We’re into Day 13 of the Van Breda triple murder trial and the state’s case isn’t showing any signs of getting stronger.

The day began with court listening to a surprisingly long 25-minute emergency call that Henri van Breda initiated shortly after 7 a.m – the morning his family was attacked.

Day 12’s testimony, provided from emergency operator Ms Philander, recounted her skepticism of the call as being a prank. On Day 13 she returned to the stand, with the airing of the call revealing her skepticism going largely unwarranted. Playback of the call revealed that twenty minutes of valuable time had passed, delaying the possibility of emergency services arrving at the scene potentially minutes earlier – a few minutes that just may have made a difference. Instead, most of the audio entailed Ms Philander attempting to establish where Henri was calling from.

While Advocate Botha of the defence council tried to get Ms Philander to concede that Henri’s behavior on the phone was not the reason for it taking so long for her to send an ambulance to him, Ms. Philander was adamant that his giggle, heard at the beginning of the call, as well as his hesitation throughout the call, was the reason it took so long.

The witness eventually conceded that her skepticism of the call is what protracted it for as long.

While the call was played in court, Henri broke down in tears so much that Judge Desai suggested an early tea adjournment for Henri to collect himself. Judge Desai pointed out to the defence that Philander’s views of how Henri sounded are her own views and we need not rely on those views only because we can now all listen to the call and make our own assumptions about what we thought Henri sounded like – whether he stuttered or sounded calm or not.

The judge also inquired from Philander what the average percentage of prank calls received was. Philander indicated over a period of 6 months 15% of the calls they received had been prank calls. It’s safe to assume that the content of the call will neither acquit nor convict Henri.

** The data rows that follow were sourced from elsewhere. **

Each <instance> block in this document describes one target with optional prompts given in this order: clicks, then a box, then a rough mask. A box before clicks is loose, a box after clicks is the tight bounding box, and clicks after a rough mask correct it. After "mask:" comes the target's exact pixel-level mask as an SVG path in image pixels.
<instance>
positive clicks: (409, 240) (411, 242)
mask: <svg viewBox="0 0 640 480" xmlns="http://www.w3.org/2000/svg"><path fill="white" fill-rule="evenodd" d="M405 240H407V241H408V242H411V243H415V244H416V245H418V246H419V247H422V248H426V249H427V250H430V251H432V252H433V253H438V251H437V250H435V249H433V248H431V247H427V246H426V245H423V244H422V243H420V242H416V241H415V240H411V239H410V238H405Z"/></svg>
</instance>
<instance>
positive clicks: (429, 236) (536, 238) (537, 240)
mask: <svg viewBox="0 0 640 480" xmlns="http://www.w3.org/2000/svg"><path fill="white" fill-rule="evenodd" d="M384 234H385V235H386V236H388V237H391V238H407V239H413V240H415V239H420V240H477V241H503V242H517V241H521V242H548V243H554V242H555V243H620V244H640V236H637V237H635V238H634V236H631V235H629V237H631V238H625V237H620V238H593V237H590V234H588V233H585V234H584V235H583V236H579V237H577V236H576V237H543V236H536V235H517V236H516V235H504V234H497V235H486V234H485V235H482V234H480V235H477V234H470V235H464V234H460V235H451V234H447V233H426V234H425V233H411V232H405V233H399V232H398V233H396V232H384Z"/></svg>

The next witness, Dr. Georgina Albertse, was the doctor the police took Henri to for examination on the morning of the murders.

Dr. Albertse read out the report she had completed, which indicated all of the injuries she noted on Henri’s body during her examination. This list detailed a number of cuts, scrapes, abrasions, bruises and the stab wound on his chest. She indicated the depth of wounds, swellings as well as the length of cuts and scrapes.

In her evidence-in-chief, Dr. Albertse told the court that she didn’t believe his injuries would have come from a fall down the stairs as his head wounds were likely caused by a blunt object. She also didn’t eliminate the fact that they could have been self-inflicted. However, Dr. Albertse noted that she recommended the police to refer these injuries to a forensic specialist who would be able to make conclusions on the possible causes of his injuries.

Under cross-examination, Advocate Botha put to Dr. Albertse the findings made by the defence’s expert, Dr. Dempster, to demonstrate how his client fought with the intruder. Dr. Albertse conceded that it is possible that those injuries were inflicted in the manner described and demonstrated by Advocate Botha. The doctor also conceded that it is possible that the injuries on his head and knee could have occurred from a fall down the stairs if he hit his head and/or knee on the wall, or on the top, flat part of the stairs.

Dr. Albertse’s evidence of his injuries hasn’t advanced the state’s case however she could not rule out conclusions from the defense either.We will need to wait for the evidence of the state’s forensic expert on the possible manners in which these injuries could have occurred as well as the defence’s expert on his conclusions.